Dr Isadora Lamego wants to be a rural GP in the west of Ireland. 
Dr Isadora Lamego wants to be a rural GP in the west of Ireland. 

So now Dr Lamego and her Irish partner of two years are considering bringing forward their wedding plans.

“Basically my options are that I stay in Ireland and try to sort out my (visa) stamp, get married and see if that is going to help,” she said.

“My other choices are that I go to the UK. Or I go train in the United States, or I basically can’t work.” 

She knows two people who have already taken this last-ditch option, and said other American and Canadian students have talked to her about it in recent days.

“I really don’t think it is OK that my professional ability and the professional ability of my classmates is ultimately going to be judged by whether or not we have an Irish partner,” she said.

“I’d like to think I am a good doctor independently of having a wonderful future husband.” 
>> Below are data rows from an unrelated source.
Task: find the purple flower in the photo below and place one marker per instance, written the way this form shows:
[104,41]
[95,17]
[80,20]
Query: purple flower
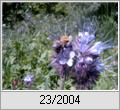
[80,59]
[28,79]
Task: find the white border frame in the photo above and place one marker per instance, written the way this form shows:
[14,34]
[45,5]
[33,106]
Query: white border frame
[60,90]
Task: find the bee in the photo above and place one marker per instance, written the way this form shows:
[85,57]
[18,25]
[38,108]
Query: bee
[61,42]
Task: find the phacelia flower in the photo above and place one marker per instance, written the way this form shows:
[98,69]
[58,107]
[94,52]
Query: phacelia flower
[79,58]
[28,79]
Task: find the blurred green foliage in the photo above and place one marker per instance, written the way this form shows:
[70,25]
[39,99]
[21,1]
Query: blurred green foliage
[27,49]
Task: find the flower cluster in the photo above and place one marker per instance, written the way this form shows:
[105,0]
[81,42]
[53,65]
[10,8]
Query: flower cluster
[79,58]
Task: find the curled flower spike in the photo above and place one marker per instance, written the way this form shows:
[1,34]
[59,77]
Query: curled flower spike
[79,58]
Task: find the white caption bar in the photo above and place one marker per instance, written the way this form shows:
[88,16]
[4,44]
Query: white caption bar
[60,100]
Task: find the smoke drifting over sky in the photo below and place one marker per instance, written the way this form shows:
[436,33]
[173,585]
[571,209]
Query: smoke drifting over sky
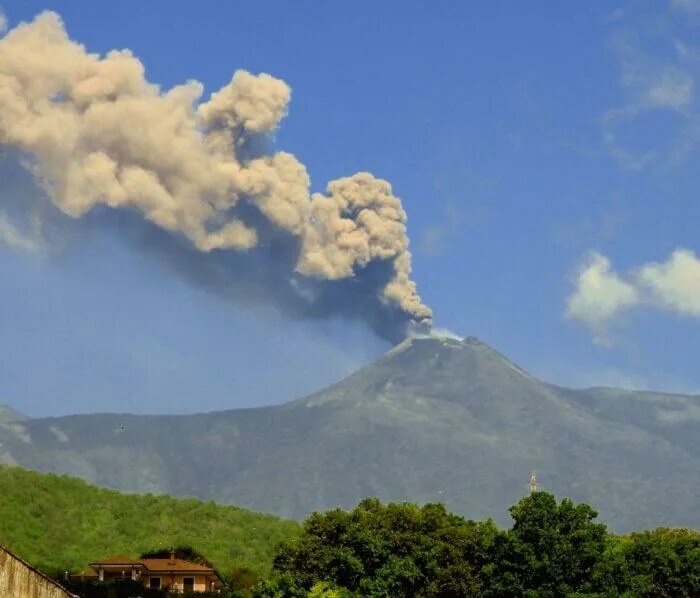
[105,145]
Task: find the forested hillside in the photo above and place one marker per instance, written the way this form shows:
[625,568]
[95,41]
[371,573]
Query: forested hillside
[60,523]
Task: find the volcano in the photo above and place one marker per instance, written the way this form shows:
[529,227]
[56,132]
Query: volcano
[435,419]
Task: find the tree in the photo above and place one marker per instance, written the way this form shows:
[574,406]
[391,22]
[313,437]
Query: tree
[388,550]
[551,550]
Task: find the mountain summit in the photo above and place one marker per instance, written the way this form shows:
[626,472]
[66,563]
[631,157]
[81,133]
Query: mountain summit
[435,419]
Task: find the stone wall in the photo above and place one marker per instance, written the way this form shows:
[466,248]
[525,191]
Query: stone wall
[20,580]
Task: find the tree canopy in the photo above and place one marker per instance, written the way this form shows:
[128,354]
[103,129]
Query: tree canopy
[552,549]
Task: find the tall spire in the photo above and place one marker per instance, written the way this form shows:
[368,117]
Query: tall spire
[533,482]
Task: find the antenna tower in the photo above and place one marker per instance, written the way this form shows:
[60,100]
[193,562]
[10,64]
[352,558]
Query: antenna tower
[533,482]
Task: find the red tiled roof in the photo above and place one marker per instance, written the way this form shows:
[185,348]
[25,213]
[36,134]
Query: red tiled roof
[153,565]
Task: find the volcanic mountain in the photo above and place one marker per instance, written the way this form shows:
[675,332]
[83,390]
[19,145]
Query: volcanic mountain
[435,419]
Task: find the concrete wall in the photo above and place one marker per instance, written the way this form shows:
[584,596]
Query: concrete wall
[19,580]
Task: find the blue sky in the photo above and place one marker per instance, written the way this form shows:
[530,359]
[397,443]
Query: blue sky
[525,141]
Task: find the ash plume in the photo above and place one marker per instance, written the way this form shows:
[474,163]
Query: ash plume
[105,144]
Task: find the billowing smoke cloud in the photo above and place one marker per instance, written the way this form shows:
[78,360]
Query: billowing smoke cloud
[602,294]
[99,136]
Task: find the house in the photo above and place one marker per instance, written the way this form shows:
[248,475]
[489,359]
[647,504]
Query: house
[19,578]
[172,574]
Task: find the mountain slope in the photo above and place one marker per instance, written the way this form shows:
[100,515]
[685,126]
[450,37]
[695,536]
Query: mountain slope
[435,419]
[60,523]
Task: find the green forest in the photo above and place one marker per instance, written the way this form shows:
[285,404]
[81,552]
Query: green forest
[553,548]
[59,524]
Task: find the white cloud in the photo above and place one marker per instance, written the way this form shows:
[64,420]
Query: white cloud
[601,294]
[672,89]
[691,6]
[14,239]
[675,284]
[653,81]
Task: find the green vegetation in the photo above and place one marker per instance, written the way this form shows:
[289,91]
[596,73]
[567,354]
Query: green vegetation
[553,549]
[59,523]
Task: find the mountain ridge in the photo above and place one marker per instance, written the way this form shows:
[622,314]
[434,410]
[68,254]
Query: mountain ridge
[434,419]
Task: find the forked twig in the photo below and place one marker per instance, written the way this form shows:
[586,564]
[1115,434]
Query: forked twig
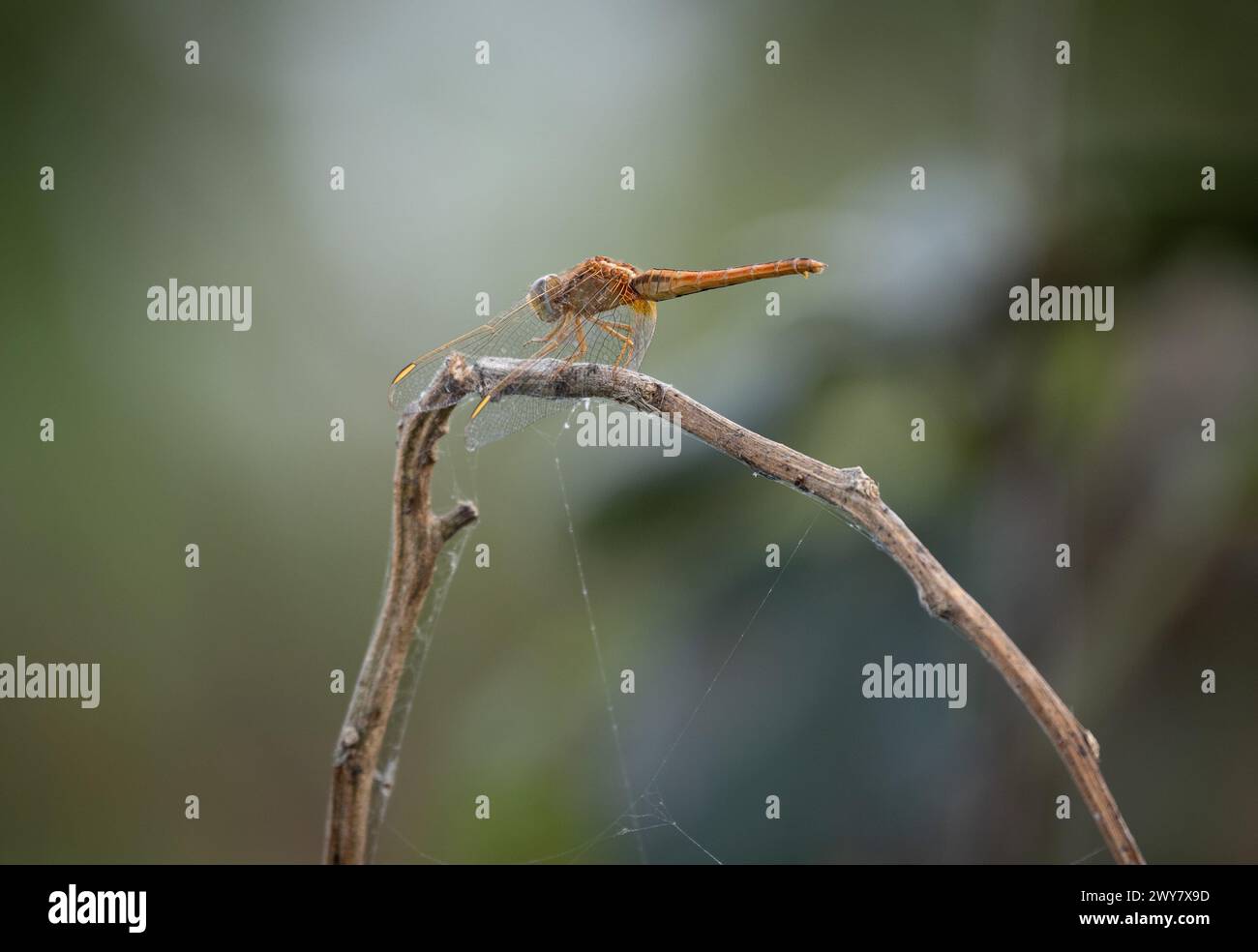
[850,491]
[418,537]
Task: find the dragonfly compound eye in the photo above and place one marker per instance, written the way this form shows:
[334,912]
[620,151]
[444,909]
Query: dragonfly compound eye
[539,296]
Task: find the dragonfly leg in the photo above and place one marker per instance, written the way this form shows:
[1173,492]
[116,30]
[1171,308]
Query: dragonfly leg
[541,352]
[627,341]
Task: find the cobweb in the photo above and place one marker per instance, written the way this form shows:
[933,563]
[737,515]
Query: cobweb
[645,809]
[644,806]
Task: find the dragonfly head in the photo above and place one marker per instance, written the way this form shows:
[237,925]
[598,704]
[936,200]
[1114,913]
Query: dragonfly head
[540,297]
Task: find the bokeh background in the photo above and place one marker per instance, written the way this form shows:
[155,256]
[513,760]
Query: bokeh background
[465,179]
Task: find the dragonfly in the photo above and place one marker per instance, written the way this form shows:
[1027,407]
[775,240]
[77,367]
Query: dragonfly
[602,311]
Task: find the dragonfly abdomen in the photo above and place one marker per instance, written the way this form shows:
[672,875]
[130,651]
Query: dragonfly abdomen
[667,283]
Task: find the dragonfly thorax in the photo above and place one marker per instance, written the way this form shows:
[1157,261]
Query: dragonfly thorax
[540,297]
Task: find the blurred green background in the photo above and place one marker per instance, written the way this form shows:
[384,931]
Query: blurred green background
[464,179]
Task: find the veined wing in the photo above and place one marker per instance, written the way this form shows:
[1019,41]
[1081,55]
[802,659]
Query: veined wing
[512,334]
[617,338]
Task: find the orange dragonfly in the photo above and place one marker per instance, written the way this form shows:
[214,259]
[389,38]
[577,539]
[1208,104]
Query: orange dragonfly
[600,312]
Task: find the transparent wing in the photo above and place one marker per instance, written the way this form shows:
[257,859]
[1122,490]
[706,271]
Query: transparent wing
[616,338]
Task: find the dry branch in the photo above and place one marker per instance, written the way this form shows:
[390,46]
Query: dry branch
[418,536]
[850,491]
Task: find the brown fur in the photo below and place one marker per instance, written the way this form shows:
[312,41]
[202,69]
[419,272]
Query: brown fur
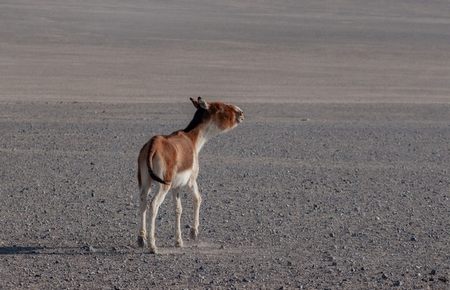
[175,157]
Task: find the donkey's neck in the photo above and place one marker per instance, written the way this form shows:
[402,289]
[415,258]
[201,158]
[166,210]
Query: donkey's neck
[201,134]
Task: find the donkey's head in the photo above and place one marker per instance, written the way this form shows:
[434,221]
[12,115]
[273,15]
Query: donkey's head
[224,116]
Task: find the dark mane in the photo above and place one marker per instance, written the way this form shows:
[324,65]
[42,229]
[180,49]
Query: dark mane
[198,118]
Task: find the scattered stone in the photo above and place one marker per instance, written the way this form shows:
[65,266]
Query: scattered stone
[89,249]
[443,279]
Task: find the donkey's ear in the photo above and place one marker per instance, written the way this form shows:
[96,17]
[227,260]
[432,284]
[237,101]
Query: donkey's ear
[194,102]
[202,103]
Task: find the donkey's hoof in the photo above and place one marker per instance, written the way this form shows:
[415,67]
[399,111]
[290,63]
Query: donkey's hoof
[194,234]
[142,242]
[153,250]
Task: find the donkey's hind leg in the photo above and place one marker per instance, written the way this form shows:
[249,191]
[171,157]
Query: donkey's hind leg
[178,210]
[154,207]
[143,206]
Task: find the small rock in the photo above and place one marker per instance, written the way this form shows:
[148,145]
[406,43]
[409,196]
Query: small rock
[443,279]
[90,249]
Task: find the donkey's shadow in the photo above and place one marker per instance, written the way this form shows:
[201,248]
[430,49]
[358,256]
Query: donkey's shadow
[69,251]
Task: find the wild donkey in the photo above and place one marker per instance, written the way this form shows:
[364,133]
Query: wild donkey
[172,161]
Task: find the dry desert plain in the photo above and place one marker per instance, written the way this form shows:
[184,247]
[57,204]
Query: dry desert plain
[337,179]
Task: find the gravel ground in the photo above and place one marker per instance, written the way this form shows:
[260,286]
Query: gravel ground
[337,179]
[309,195]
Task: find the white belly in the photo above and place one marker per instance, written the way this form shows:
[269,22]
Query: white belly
[181,179]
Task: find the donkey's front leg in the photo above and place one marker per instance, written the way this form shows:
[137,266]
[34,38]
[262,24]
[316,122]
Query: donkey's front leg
[178,210]
[197,202]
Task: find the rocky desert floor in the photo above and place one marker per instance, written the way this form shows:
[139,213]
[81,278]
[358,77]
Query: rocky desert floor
[337,179]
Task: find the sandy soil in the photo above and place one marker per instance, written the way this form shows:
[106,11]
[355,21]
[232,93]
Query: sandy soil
[337,179]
A HSE spokeswoman said they have no input into how many students medical colleges accept, and said 854 places already exceeds current recommendations.

“The number of intern places is directly linked to workforce planning projections for the needs of the health service (specialist consultants and GPs) and the numbers of training posts available in specialist training programmes, the next step in the training pathway following completion of an internship,” she said.

“Any planned increase to intern numbers must be in line with current workforce planning.” 

Over 200 students from medical schools in other countries also applied, this year, she said with 42 eligible to be considered.